Rethinking Code Complexity Through the Lens of Large Language Models
Chen Xie, Yuling Shi, Xiaodong Gu, Beijun Shen
TL;DR
Traditional code complexity metrics do not reliably predict the difficulty large language models face when processing code. The authors propose LM-CC, a model-aware complexity metric built from entropy-driven semantic units arranged in a hierarchical representation to capture semantic nonlinearity arising from compositional depth and branching. Empirical results show LM-CC correlates more strongly with LLM performance than existing metrics, and semantics-preserving reductions that lower LM-CC yield meaningful performance gains across program repair, code translation, and execution reasoning. This work enables model-aware evaluation, targeted refactoring, and adaptive prompting strategies for LLM-based code intelligence.
Abstract
Code complexity metrics such as cyclomatic complexity have long been used to assess software quality and maintainability. With the rapid advancement of large language models (LLMs) on code understanding and generation tasks, an important yet underexplored question arises: do these traditional complexity metrics meaningfully characterize the difficulty LLMs experience when processing code?

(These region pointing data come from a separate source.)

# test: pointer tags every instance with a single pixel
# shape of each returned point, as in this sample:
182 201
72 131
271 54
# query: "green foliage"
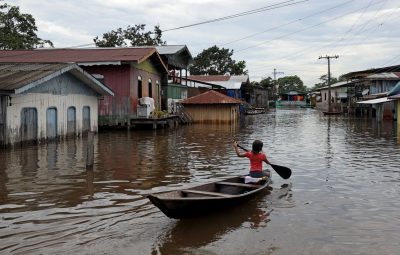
291 83
135 35
159 114
18 30
267 83
216 61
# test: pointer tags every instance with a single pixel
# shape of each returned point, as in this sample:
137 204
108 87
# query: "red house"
131 73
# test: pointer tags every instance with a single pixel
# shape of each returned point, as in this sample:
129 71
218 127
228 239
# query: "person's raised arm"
237 150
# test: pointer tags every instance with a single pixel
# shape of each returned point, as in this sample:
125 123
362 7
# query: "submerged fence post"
90 151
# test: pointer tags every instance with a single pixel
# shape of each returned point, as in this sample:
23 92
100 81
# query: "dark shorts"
259 174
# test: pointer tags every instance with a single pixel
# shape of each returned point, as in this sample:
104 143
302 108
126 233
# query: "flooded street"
342 198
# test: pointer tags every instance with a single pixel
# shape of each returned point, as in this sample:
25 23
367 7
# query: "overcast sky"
364 33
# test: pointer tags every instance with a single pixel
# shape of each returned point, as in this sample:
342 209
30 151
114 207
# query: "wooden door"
51 123
86 119
29 125
3 106
71 121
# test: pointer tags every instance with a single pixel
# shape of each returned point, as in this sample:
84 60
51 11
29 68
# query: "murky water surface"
343 196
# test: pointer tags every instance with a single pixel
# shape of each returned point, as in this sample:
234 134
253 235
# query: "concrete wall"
213 113
44 101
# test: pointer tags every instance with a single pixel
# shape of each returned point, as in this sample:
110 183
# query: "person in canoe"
256 157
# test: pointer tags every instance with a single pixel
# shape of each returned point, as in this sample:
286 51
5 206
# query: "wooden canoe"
206 198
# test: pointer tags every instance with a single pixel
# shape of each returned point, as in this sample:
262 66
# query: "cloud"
363 33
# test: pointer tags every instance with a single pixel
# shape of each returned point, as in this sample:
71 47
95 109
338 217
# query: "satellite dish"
365 91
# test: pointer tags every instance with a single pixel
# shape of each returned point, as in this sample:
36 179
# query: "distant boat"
331 113
206 198
254 111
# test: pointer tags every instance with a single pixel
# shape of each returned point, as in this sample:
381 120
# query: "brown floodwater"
342 198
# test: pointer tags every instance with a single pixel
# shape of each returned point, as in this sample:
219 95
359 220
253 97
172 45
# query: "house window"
86 119
51 123
150 88
99 77
157 94
71 120
29 124
139 87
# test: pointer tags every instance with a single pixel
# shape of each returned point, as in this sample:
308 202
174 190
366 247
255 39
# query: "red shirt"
256 160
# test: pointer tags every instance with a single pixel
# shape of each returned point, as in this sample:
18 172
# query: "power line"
262 9
300 30
288 23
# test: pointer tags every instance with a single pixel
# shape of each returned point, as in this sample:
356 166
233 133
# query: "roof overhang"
376 101
114 63
78 72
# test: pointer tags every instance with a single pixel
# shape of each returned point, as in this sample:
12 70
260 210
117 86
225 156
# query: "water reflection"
49 203
191 236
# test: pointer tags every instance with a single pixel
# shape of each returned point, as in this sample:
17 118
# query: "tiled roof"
211 97
226 81
16 76
76 55
209 78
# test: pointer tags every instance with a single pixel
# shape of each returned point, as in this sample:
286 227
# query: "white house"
40 102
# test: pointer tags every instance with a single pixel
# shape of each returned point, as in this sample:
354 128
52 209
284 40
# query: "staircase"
184 118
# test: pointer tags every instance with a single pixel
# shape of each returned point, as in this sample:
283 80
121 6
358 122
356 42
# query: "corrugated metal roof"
76 55
211 97
15 76
376 101
384 76
209 78
171 49
18 77
226 81
337 84
395 97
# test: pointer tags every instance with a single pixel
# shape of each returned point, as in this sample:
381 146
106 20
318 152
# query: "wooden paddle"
283 171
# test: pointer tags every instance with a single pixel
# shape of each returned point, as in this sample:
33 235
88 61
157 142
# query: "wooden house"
212 107
291 99
370 91
177 58
230 85
396 98
339 97
132 73
47 101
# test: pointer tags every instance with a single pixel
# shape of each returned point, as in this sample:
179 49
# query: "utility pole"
276 86
329 80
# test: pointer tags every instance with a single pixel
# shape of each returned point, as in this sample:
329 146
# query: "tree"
135 35
291 83
324 81
18 30
267 83
216 61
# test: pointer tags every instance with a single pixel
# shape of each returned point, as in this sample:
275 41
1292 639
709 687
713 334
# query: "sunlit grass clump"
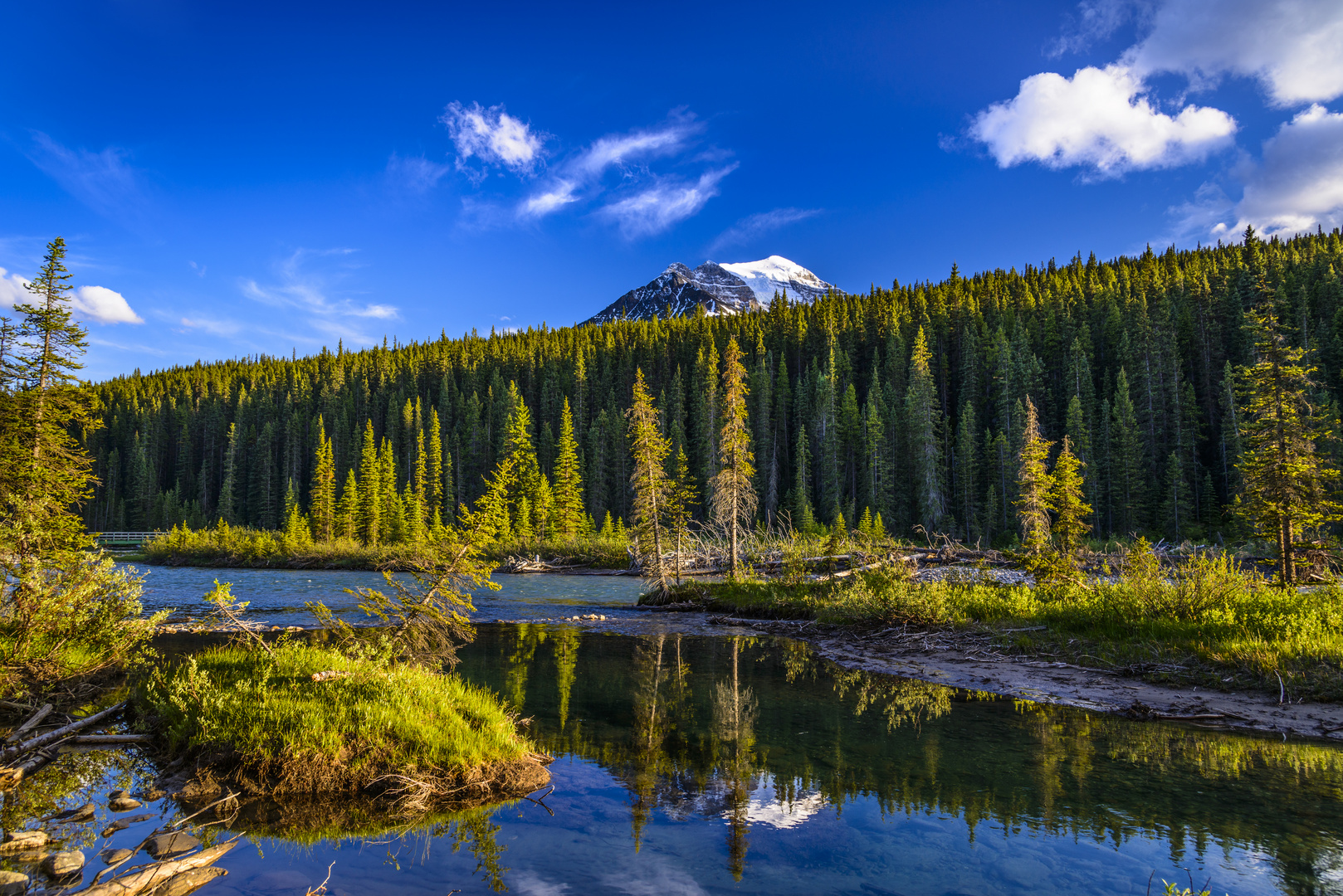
364 720
1204 622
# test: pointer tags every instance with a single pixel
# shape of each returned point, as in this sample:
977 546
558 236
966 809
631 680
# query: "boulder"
62 865
169 845
12 883
187 881
24 840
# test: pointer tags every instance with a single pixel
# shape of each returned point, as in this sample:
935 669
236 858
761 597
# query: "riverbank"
301 718
1142 644
241 547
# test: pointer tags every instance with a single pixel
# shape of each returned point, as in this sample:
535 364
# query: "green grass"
378 719
225 546
1212 625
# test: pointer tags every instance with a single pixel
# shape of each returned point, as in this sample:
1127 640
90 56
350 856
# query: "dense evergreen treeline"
906 401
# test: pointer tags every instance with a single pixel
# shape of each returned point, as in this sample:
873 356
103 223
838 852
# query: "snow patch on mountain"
778 275
719 289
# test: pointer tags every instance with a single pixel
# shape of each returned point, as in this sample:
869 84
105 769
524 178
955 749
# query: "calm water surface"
696 765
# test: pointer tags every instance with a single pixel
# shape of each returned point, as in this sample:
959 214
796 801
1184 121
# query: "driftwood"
32 722
158 874
109 739
60 733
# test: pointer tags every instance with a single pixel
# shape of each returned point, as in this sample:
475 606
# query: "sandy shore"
1058 683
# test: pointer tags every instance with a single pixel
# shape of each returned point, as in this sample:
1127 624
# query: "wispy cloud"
665 203
759 225
414 173
493 137
308 290
102 180
580 178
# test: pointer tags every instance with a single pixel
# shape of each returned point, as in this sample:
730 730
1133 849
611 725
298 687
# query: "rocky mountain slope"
720 289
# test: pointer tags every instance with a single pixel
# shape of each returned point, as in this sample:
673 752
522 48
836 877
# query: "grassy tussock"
374 720
1208 625
226 546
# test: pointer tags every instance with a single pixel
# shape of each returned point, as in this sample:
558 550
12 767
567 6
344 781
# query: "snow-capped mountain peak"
720 289
778 275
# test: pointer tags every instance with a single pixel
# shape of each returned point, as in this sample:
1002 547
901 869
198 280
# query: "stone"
187 881
169 845
61 865
73 816
12 883
24 840
121 824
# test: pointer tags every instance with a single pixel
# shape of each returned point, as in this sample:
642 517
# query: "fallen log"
156 874
32 723
61 733
110 739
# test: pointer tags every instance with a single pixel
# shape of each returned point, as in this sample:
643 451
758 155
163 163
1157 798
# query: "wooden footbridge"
123 540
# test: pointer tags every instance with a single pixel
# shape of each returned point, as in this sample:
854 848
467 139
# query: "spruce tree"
1068 500
369 489
321 505
647 479
734 497
569 483
45 473
1128 479
1033 485
967 472
434 505
923 416
347 511
227 497
1290 483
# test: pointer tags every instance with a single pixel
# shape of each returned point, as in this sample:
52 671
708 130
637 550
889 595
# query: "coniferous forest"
908 402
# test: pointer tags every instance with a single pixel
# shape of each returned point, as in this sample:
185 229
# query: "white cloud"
104 305
1099 119
664 204
93 303
101 180
554 197
308 292
755 226
1299 183
12 289
493 136
1293 47
580 178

In this work, we empirically demonstrate that, after controlling for code length, classical metrics exhibit no consistent correlation with LLM performance, revealing a fundamental mismatch with model-perceived difficulty. To address this gap, we propose LM-CC, a novel code complexity metric designed from the perspective of LLMs. The core premise of LM-CC is that LLM-perceived difficulty is driven by the nonlinearity of program semantics. Accordingly, we decompose programs into semantic units based on entropy, organize these units into a compositional hierarchy, and quantify complexity as a principled aggregation of compositional level and branching-induced divergence, capturing cumulative model uncertainty during code processing. Our extensive experiments show that LM-CC not only correlates more strongly with LLM performance than traditional metrics but also that lowering it directly enhances task performance.